Al signo del encuentro se añade el signo de las metamorfosis agregado en los cuentos de los jeques. En este cuento se agrega otro signo; la inscripción ritual que marca el cuerpo: los zaaluks son idénticos en aspecto; los tres van rasurados y los tres han perdido el ojo izquierdo: su aspecto los señala y su marca corpórea avisa: cada ojo vale por otro y el relato que explica esa pérdida es el precio de un cuerpo. Si el relato es asombroso las jóvenes perdonan la vida del relator, pero ese relato antes de serlo, es decir en el transcurso de la aventura acaecida al que relata, ha costado un ojo de la cara y un pedazo de la barba. Las mutilaciones son rituales y sirven a manera de inscripciones en los cuerpos: más aún cuando se sabe que cada historia relatada es tan asombrosa «que si se escribiese con una aguja en el lagrimal constituiría una enseñanza para quien quisiera sacar provecho». A la palabra hablada que vale por sí misma (organizada como cuento sirve para comprar vidas y organizada como conjuro para transformarlas) se añade la escritura: marea corpórea que habla con un lenguaje iniciático que debe descifrarse con el relato pero que señala con sus marcas y detiene en ella el ojo del curioso: no basta con suscitar la curiosidad con la palabra, es necesario marcar el cuerpo para que exija una lectura y pueda comprar más vidas o servir de ejemplo.

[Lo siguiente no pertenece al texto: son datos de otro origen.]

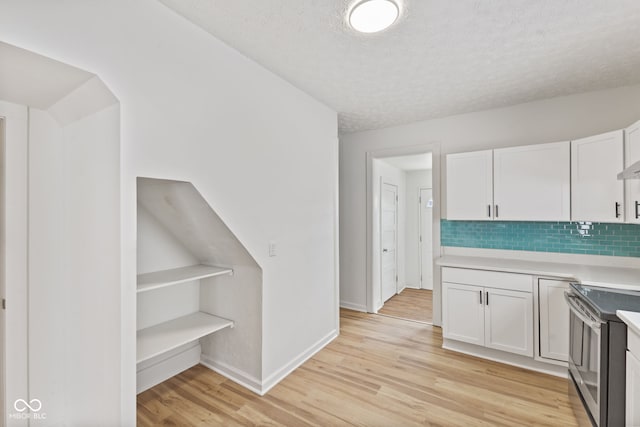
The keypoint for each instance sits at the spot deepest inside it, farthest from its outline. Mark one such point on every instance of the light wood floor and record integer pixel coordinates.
(412, 304)
(380, 371)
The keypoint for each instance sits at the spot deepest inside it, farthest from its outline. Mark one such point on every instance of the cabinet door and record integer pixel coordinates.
(632, 186)
(509, 321)
(532, 183)
(596, 193)
(554, 319)
(632, 416)
(470, 185)
(463, 313)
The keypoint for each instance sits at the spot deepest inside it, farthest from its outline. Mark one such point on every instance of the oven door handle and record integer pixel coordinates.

Otros textos subrayan lo antes dicho: Una serie de historias se traman alrededor del cuerpo de un jorobado y en ellas se instaura la mutilación pomo signo absoluto. El jorobado es el bufón del rey y las historias que se cuentan son, la mayor parte, paródicas. El cuerpo del jorobado, muerto por accidente (aunque revivido luego por uno de los relatores) pasa de cuento en cuento enlazándolos al poner de relieve que la señal que hay en él, la marca, presupone una lectura especial iniciática, que pasa de mutilación en mutilación y que explicada origina una inscripción definitiva. La lectura del conjunto de marcas que los cuerpos ostentan se convierte en la escritura de lo extraordinario: la curiosidad que despierta el cuerpo marcado produce un relato extraordinario y ejemplar que los reyes asientan «con letras de oro en los anales del reino».

Y la mutilación se instaura no sólo en los cuerpos de los protagonistas cuando Shahrazad habla, la mutilación es uno de los procedimientos escriturales porque cada texto ostenta una estructura binaria que lo escinde, interrumpiendo la anécdota e intercalando otro discurso: un poema filosófico subraya lo contado generalizándolo. Un poema filosófico incide en el relato y deja su marca, es más, propone una lectura más amplia de lo singular y define la ejemplaridad, la sanciona y constata su valor como escritura. El ejemplo es excepcional y se inscribe en los anales como un tatuaje: escribir es así un acto sagrado, el remate de la mutilación, o mejor dicho de la marca corporal que al transcribirse al lienzo, o quizá a ese sudario que llevan bajo el brazo los dolientes, inmortaliza.